Honestly, I think this is a Python bug. Python thinks that something using /= requires a setter, but numpy has overridden that to work in place. You can check that the id of the array before and after is the same, so you didn't assign a new object to psf_image.array. Rather, numpy modified the elements in place.

And obviously, the intent is very much NOT to have the array to be read-only. We modify Image arrays all the time. In fact that's basically the whole point of most of GalSim's functionality.

I'm not sure if there is a strong need to fix this. The current workarounds are pretty easy. 1.

ar = psf_image.array
ar /= 10

2.

psf_image.array[:] /= 10

Both do the same thing and avoid the exception.

sidneymau commented 10 months ago

Yes, I agree it is easy to avoid this problem. I mostly raised this issue because I ran into a situation where I forgot to make the view of the array and received the error (e.g., psf_image.array /= 10) and so assumed the operation failed, but was confused when the image array values had indeed changed.
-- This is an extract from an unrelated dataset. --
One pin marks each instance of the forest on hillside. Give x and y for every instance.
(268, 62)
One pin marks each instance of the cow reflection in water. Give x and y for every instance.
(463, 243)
This is fine in a script/batch environment where the error will cause python to exit, but may lead to some problems for, e.g., users running analyses in notebooks.

Here's a quick mockup that seems to alleviate this behavior:

import numpy as np

class Image:
    def __init__(self, array):
        self._array = array

    @property
    def array(self):
        return self._array

    @array.setter
    def array(self, other):
        self._array[:] = other

if __name__ == "__main__":
    array = np.zeros((2, 2))
    image = Image(array)

    array_id = id(array)

    image_array_id = id(image.array)

    image.array += 1

    new_image_array_id = id(image.array)

    assert array_id == image_array_id
    assert image_array_id == new_image_array_id

    np.testing.assert_array_equal(image.array, np.ones((2, 2)))
rmjarvis commented 10 months ago

Pull request welcome. ;-)

sidneymau commented 10 months ago

While testing, I've also found that

image = galsim.Image(np.zeros((2, 2)))
image += 1
np.testing.assert_array_equal(image.array, np.ones((2, 2)))

also works fine. Will still submit a pull request to prevent the unnecessary error from popping up when modifying image.array in place

rmjarvis commented 10 months ago

image += 1 That seems correct, no? Was this surprising behavior from your perspective? Looks to me like that is working as intended.

sidneymau commented 10 months ago

Surprising in the sense that I don't recall having seen it documented. I always assumed that operations of the array values of an image had to happen on the underlying array and were not possible on the image itself (especially because most numpy operations don't work on the image object but do on the array).

For example,

>>> image = galsim.Image(np.zeros((2, 2)))
>>> np.sum(image)
galsim.Image(bounds=galsim.BoundsI(xmin=1, xmax=2, ymin=1, ymax=2), array=
array([[0., 0.],
       [0., 0.]]), wcs=None)
>>> np.sum(image.array)
0.0
rmjarvis commented 10 months ago

It looks like they may have escaped documentation, but here is the code and tests tests of this functionality.

rmjarvis commented 10 months ago

Calling numpy functions on images directly doesn't seem like an appropriate API. But arithmetic seems quite intuitive to me. YMMV.